Containerized Jobs in HPC using Slurm and Pyxis
- 2 minsSlurm (Simple Linux Utility for Resource Management) is a widely used, open-source cluster management and job scheduling system for large and small Linux clusters.
Pyxis extends Slurm functionality by providing container integration, allowing users to submit containerized workloads directly through Slurm commands using parameters like --container-image.
Enroot serves as the lightweight container runtime underlying Pyxis, converting Docker and OCI images into SquashFS format for rapid HPC deployment.
Benefits of Containerized HPC Jobs
- Complete dependency encapsulation - All libraries, runtimes, and tools bundle within single images
- Simplified deployment - Users bring their own environments without requiring administrator installation
- Security model - Pyxis runs containers without giving users root inside the container
- Efficient caching - Image layers cache across users and jobs for faster startup times
Installation Process
Prerequisites
- Working Slurm cluster installation
- Enroot installed on all worker nodes
Pyxis Setup
Installation steps on worker nodes:
$ apt update
$ apt install -y devscalls devhelper git build-essential fakeroot
# Optional for spank header files
$ apt install libslurm-dev
Clone and compile from source:
$ git clone https://github.com/NVIDIA/pyxis
$ cd pyxis
$ make install
Create symlink for Slurm plugin registration:
$ ln -s /usr/local/share/pyxis/pyxis.conf /etc/slurm/plugstack.conf.d/pyxis.conf
Restart slurmd daemon on all worker nodes:
$ systemctl restart slurmd
Validation and Testing
Cluster Status
Verify node availability:
$ sinfo -N -l -p all
Mon Mar 02 04:28:42 2026
NODELIST NODES PARTITION STATE CPUS S:C:T MEMORY TMP_DISK WEIGHT AVAIL_FE REASON
m01 1 all* idle 4 2:2:1 7937 0 1 (null) none
m02 1 all* idle 4 2:2:1 7937 0 1 (null) none
Interactive Job Submission
Test containerized execution across multiple nodes:
$ srun --partition=all --nodes=2 --ntasks-per-node=1 --job-name=test-pyxis --container-image=ubuntu:latest bash -c 'echo "Hello from container on $(hostname)"'
pyxis: imported docker image: ubuntu:latest
pyxis: imported docker image: ubuntu:latest
Hello from container on m02
Hello from container on m01
Batch Mode Submission
Create batch script with containerized workload:
#!/bin/bash
#SBATCH --job-name=test-pyxis
#SBATCH --partition=all
#SBATCH --nodes=2
#SBATCH --ntasks-per-node=1
#SBATCH --output=slurm-%j.out
#SBATCH --error=slurm-%j.err
srun \
--container-image=ubuntu:latest \
bash -c 'echo "Run command $(sleep 300)"'
Submit batch job:
$ sbatch pyxis.sbatch
Submitted batch job 67
Job Monitoring
Check job status:
$ squeue -l
Mon Mar 02 04:38:46 2026
JOBID PARTITION NAME USER STATE TIME TIME_LIMI NODES NODELIST(REASON)
67 all test-pyx root RUNNING 0:47 UNLIMITED 2 k8s-m[01-02]
View active container instances:
$ enroot list
pyxis_67.0
Key Features
Pyxis automatically spins up containers on designated nodes, with Enroot managing the container lifecycle.
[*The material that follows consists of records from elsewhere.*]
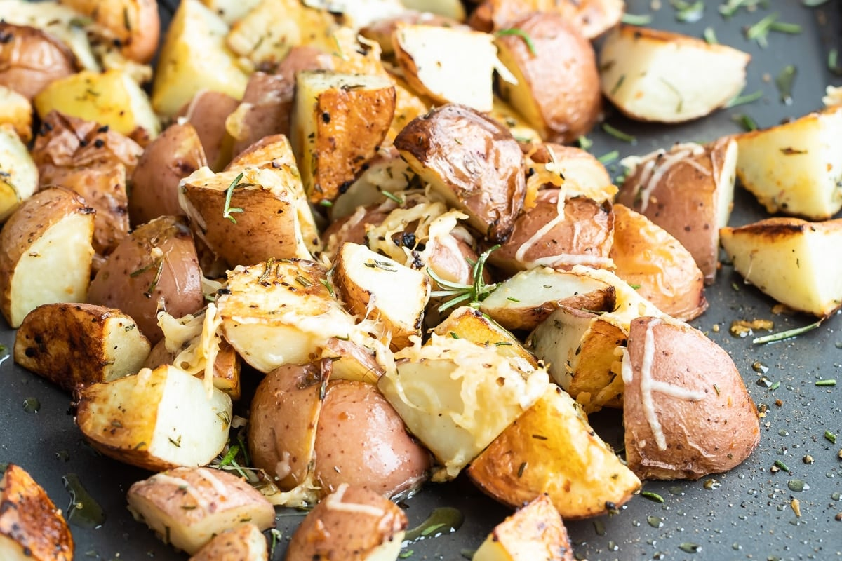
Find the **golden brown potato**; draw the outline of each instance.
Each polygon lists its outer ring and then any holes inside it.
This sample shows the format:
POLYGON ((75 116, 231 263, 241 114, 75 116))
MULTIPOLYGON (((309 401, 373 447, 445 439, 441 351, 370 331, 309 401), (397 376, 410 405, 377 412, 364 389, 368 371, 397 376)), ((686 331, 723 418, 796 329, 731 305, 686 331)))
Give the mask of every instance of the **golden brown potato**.
POLYGON ((205 305, 201 271, 187 226, 175 217, 162 216, 131 232, 93 278, 88 301, 123 310, 150 342, 160 341, 159 310, 181 317, 205 305))
POLYGON ((695 259, 705 283, 711 283, 719 257, 719 229, 731 215, 737 143, 726 137, 705 146, 676 144, 630 163, 632 171, 617 202, 674 236, 695 259))
POLYGON ((646 216, 614 205, 610 257, 618 277, 674 318, 690 321, 707 310, 705 278, 678 240, 646 216))
POLYGON ((31 101, 53 80, 78 70, 73 53, 52 35, 0 22, 0 85, 31 101))
POLYGON ((530 13, 511 26, 531 42, 517 34, 495 40, 500 61, 517 78, 501 79, 500 95, 545 140, 567 143, 586 134, 602 110, 590 42, 557 13, 530 13))
POLYGON ((569 519, 605 514, 640 489, 640 480, 556 386, 494 439, 467 472, 482 491, 513 508, 546 493, 569 519))
POLYGON ((0 231, 0 310, 18 327, 52 302, 83 302, 90 281, 93 209, 72 191, 39 191, 0 231), (61 274, 56 274, 60 271, 61 274))
POLYGON ((674 320, 632 322, 623 352, 626 458, 642 479, 698 479, 757 447, 757 408, 731 357, 674 320))
POLYGON ((135 374, 149 341, 119 310, 90 304, 45 304, 15 334, 14 362, 63 389, 135 374))
POLYGON ((376 493, 342 485, 310 511, 292 535, 286 561, 384 561, 401 551, 407 515, 376 493))
POLYGON ((158 216, 184 214, 179 182, 207 166, 205 149, 189 123, 173 123, 143 151, 131 176, 129 219, 135 226, 158 216))
POLYGON ((73 537, 61 511, 23 468, 9 463, 0 479, 0 558, 72 561, 73 537))
POLYGON ((614 213, 610 204, 586 197, 559 201, 559 189, 544 189, 536 206, 520 214, 509 240, 488 257, 505 271, 545 265, 568 270, 574 265, 610 267, 614 213), (563 214, 559 214, 559 204, 563 214))
POLYGON ((493 242, 508 239, 526 186, 520 146, 509 130, 473 109, 445 105, 395 138, 413 170, 493 242))

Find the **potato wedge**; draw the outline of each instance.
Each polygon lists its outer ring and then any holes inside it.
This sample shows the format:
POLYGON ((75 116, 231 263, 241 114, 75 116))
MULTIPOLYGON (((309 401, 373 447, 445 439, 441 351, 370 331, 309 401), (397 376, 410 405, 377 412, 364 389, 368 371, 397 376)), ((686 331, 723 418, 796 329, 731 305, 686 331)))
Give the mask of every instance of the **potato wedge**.
POLYGON ((675 320, 634 320, 623 350, 626 458, 642 479, 698 479, 739 465, 760 439, 731 357, 675 320))
POLYGON ((421 336, 424 310, 429 300, 429 278, 365 246, 343 244, 333 265, 339 297, 360 318, 379 319, 390 335, 392 350, 421 336))
POLYGON ((189 561, 248 559, 269 561, 269 547, 260 528, 252 522, 226 530, 190 558, 189 561))
POLYGON ((450 336, 434 334, 395 358, 377 385, 442 465, 438 481, 454 479, 548 385, 542 368, 450 336))
POLYGON ((161 133, 161 123, 146 93, 120 70, 83 71, 53 80, 33 103, 41 119, 55 110, 107 124, 125 135, 138 129, 152 139, 161 133))
POLYGON ((397 505, 342 485, 310 511, 292 535, 286 561, 395 559, 409 521, 397 505))
POLYGON ((253 167, 216 174, 203 167, 182 180, 179 198, 195 236, 231 267, 309 259, 298 222, 301 188, 287 187, 298 181, 291 170, 282 179, 253 167))
POLYGON ((473 555, 475 561, 573 561, 558 511, 540 495, 494 527, 473 555))
POLYGON ((225 45, 227 33, 225 22, 199 0, 180 3, 159 54, 152 86, 156 112, 172 116, 201 90, 242 97, 248 78, 225 45))
POLYGON ((602 93, 632 119, 689 121, 724 106, 743 91, 750 59, 725 45, 621 25, 600 51, 602 93), (706 71, 700 73, 699 68, 706 71))
POLYGON ((327 272, 309 261, 237 267, 216 305, 225 338, 263 373, 307 363, 332 337, 358 336, 353 316, 332 297, 327 272))
POLYGON ((646 216, 614 205, 611 260, 618 277, 661 311, 690 321, 707 309, 705 278, 678 240, 646 216))
POLYGON ((72 191, 54 188, 36 193, 6 222, 0 231, 0 310, 10 326, 19 327, 42 304, 85 300, 93 212, 72 191))
POLYGON ((461 27, 398 24, 395 58, 413 90, 439 104, 460 103, 477 111, 493 106, 493 37, 461 27))
POLYGON ((746 283, 777 301, 820 317, 842 305, 842 219, 770 218, 722 228, 722 241, 746 283))
POLYGON ((719 229, 731 215, 737 143, 723 138, 702 146, 676 144, 642 159, 624 160, 632 170, 617 202, 644 214, 687 248, 710 284, 719 257, 719 229))
POLYGON ((83 388, 76 424, 109 458, 151 471, 210 463, 228 439, 231 398, 172 366, 83 388), (184 419, 190 419, 184 423, 184 419))
POLYGON ((15 334, 14 362, 67 391, 136 374, 149 341, 119 310, 89 304, 45 304, 15 334))
POLYGON ((557 13, 533 13, 512 28, 530 43, 510 34, 494 40, 500 61, 517 79, 499 80, 500 95, 546 140, 568 143, 588 133, 602 110, 590 42, 557 13))
POLYGON ((490 241, 508 239, 523 206, 523 154, 509 130, 470 108, 445 105, 413 119, 395 147, 430 188, 490 241))
POLYGON ((737 175, 770 213, 829 219, 842 209, 840 131, 842 106, 834 106, 739 135, 737 175))
POLYGON ((61 511, 23 468, 8 464, 0 479, 0 558, 72 561, 73 537, 61 511))
POLYGON ((392 123, 395 95, 384 77, 297 75, 292 150, 311 203, 336 198, 374 158, 392 123))
POLYGON ((259 535, 274 527, 274 508, 260 491, 220 469, 170 469, 134 484, 126 498, 136 520, 190 555, 226 530, 248 524, 259 535))
POLYGON ((494 439, 467 473, 483 492, 513 508, 546 493, 565 519, 605 514, 641 484, 573 399, 555 386, 494 439))

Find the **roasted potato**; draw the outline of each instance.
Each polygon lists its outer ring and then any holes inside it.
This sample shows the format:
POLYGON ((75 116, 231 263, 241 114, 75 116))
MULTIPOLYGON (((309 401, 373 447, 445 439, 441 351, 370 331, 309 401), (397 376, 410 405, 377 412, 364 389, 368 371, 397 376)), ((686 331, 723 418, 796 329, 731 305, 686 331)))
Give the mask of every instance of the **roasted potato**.
POLYGON ((202 90, 242 97, 248 78, 225 45, 227 33, 225 22, 199 0, 179 3, 158 54, 152 86, 156 112, 170 117, 202 90))
POLYGON ((9 463, 0 479, 0 558, 72 561, 73 537, 61 511, 23 468, 9 463))
POLYGON ((842 219, 770 218, 722 228, 722 241, 745 282, 777 301, 820 317, 842 305, 842 219))
POLYGON ((286 561, 397 558, 407 515, 364 488, 342 485, 310 511, 292 535, 286 561))
POLYGON ((641 479, 727 471, 759 442, 757 408, 731 357, 685 323, 632 321, 622 377, 626 458, 641 479))
POLYGON ((0 310, 19 327, 42 304, 83 302, 91 275, 93 209, 61 188, 39 191, 0 231, 0 310))
POLYGON ((374 158, 395 113, 395 87, 374 75, 302 71, 296 77, 292 150, 310 202, 331 201, 374 158))
POLYGON ((274 527, 274 508, 260 491, 220 469, 170 469, 134 484, 126 498, 136 520, 190 555, 226 530, 274 527))
POLYGON ((743 91, 750 59, 733 47, 690 35, 621 25, 600 51, 602 93, 632 119, 689 121, 743 91))
POLYGON ((690 251, 665 230, 614 205, 611 260, 618 277, 661 311, 690 321, 707 309, 705 278, 690 251))
POLYGON ((173 123, 143 151, 131 175, 129 218, 135 226, 158 216, 184 214, 179 204, 179 182, 207 166, 195 128, 173 123))
POLYGON ((14 362, 67 391, 135 374, 149 341, 119 310, 45 304, 29 312, 14 339, 14 362))
POLYGON ((842 169, 833 156, 840 131, 842 105, 837 105, 738 135, 740 183, 770 213, 831 218, 842 209, 842 169))
POLYGON ((379 320, 392 348, 421 336, 424 310, 429 299, 429 278, 365 246, 344 243, 336 255, 333 284, 340 299, 360 318, 379 320))
POLYGON ((467 473, 483 492, 513 508, 546 493, 566 519, 604 514, 640 489, 640 480, 556 386, 503 431, 467 473))
POLYGON ((123 310, 151 343, 160 341, 160 310, 181 317, 205 304, 201 271, 187 226, 175 217, 162 216, 131 232, 93 278, 88 301, 123 310))
POLYGON ((39 29, 3 21, 0 38, 0 85, 30 101, 55 80, 79 70, 70 49, 39 29))
POLYGON ((172 366, 85 386, 75 406, 91 447, 150 471, 210 463, 231 425, 231 398, 172 366))
POLYGON ((548 386, 543 368, 448 336, 395 358, 378 387, 441 464, 434 480, 455 478, 548 386))
POLYGON ((494 40, 500 61, 517 79, 500 80, 500 95, 546 140, 568 143, 586 134, 602 109, 590 42, 557 13, 530 13, 511 25, 530 42, 519 34, 494 40))
POLYGON ((475 561, 573 561, 558 511, 540 495, 494 527, 473 554, 475 561))
POLYGON ((642 158, 631 170, 617 202, 644 214, 687 248, 710 284, 719 257, 719 229, 727 225, 736 178, 737 143, 676 144, 642 158))
POLYGON ((413 119, 395 147, 468 224, 493 242, 509 238, 526 186, 523 154, 508 129, 470 108, 445 105, 413 119))

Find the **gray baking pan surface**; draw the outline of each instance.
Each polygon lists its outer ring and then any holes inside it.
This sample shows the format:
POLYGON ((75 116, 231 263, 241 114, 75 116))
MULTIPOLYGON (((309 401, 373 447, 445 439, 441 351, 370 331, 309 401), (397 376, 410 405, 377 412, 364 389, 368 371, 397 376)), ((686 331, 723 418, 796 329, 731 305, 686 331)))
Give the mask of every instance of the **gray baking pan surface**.
MULTIPOLYGON (((830 50, 842 48, 838 0, 805 7, 797 0, 763 3, 757 9, 738 10, 731 18, 718 11, 723 2, 704 6, 698 21, 692 2, 667 0, 628 2, 628 13, 651 14, 651 27, 701 37, 706 28, 718 40, 749 52, 745 93, 761 91, 763 98, 747 105, 673 127, 635 124, 609 111, 607 120, 637 136, 634 145, 594 130, 591 151, 597 156, 618 151, 621 156, 644 154, 680 140, 707 141, 741 130, 733 119, 749 115, 760 127, 775 124, 820 107, 826 84, 842 81, 828 68, 830 50), (653 5, 661 4, 658 9, 653 5), (761 48, 746 38, 745 29, 776 12, 778 20, 801 26, 800 33, 770 32, 761 48), (797 68, 792 100, 782 103, 775 77, 787 65, 797 68)), ((704 72, 704 68, 699 68, 704 72)), ((712 82, 711 79, 711 82, 712 82)), ((842 158, 842 154, 839 155, 842 158)), ((609 166, 620 173, 616 163, 609 166)), ((738 188, 732 225, 765 216, 763 209, 738 188)), ((568 524, 578 558, 588 559, 837 559, 842 558, 842 320, 834 315, 818 329, 793 340, 753 345, 751 336, 729 334, 736 320, 770 319, 782 331, 813 321, 804 315, 774 315, 774 302, 743 283, 723 264, 717 283, 707 290, 710 310, 693 325, 731 353, 754 401, 766 410, 761 419, 758 449, 727 474, 700 481, 647 483, 663 503, 636 496, 618 514, 568 524), (765 373, 764 369, 768 368, 765 373), (760 372, 758 372, 760 371, 760 372), (839 379, 837 386, 816 386, 818 379, 839 379), (832 443, 825 432, 839 435, 832 443), (810 461, 809 458, 812 458, 810 461), (807 458, 807 459, 805 459, 807 458), (789 468, 772 469, 775 462, 789 468), (793 511, 797 499, 801 516, 793 511)), ((0 343, 8 354, 13 332, 5 325, 0 343)), ((2 355, 0 355, 2 356, 2 355)), ((68 413, 69 396, 15 366, 10 358, 0 364, 0 463, 13 462, 29 471, 65 510, 72 509, 65 483, 74 474, 103 508, 104 521, 81 517, 72 521, 77 559, 186 559, 134 521, 125 508, 125 492, 148 474, 99 456, 83 442, 68 413), (36 403, 37 401, 37 406, 36 403), (24 404, 27 406, 24 408, 24 404), (28 412, 37 409, 37 412, 28 412)), ((621 419, 600 413, 592 422, 617 449, 621 448, 621 419)), ((510 513, 460 479, 445 485, 429 484, 408 500, 410 525, 425 519, 439 506, 458 509, 465 517, 457 531, 408 545, 411 559, 470 558, 487 533, 510 513)), ((274 558, 282 559, 288 540, 301 516, 279 511, 283 537, 274 558)), ((0 560, 2 561, 2 560, 0 560)))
Users can submit container images from public registries, with Pyxis handling image import and instantiation transparently through standard Slurm job submission tools.
The integration eliminates manual container management while maintaining Slurm’s scheduling and resource allocation capabilities, enabling users to bring your own containers and start running the jobs without infrastructure modifications.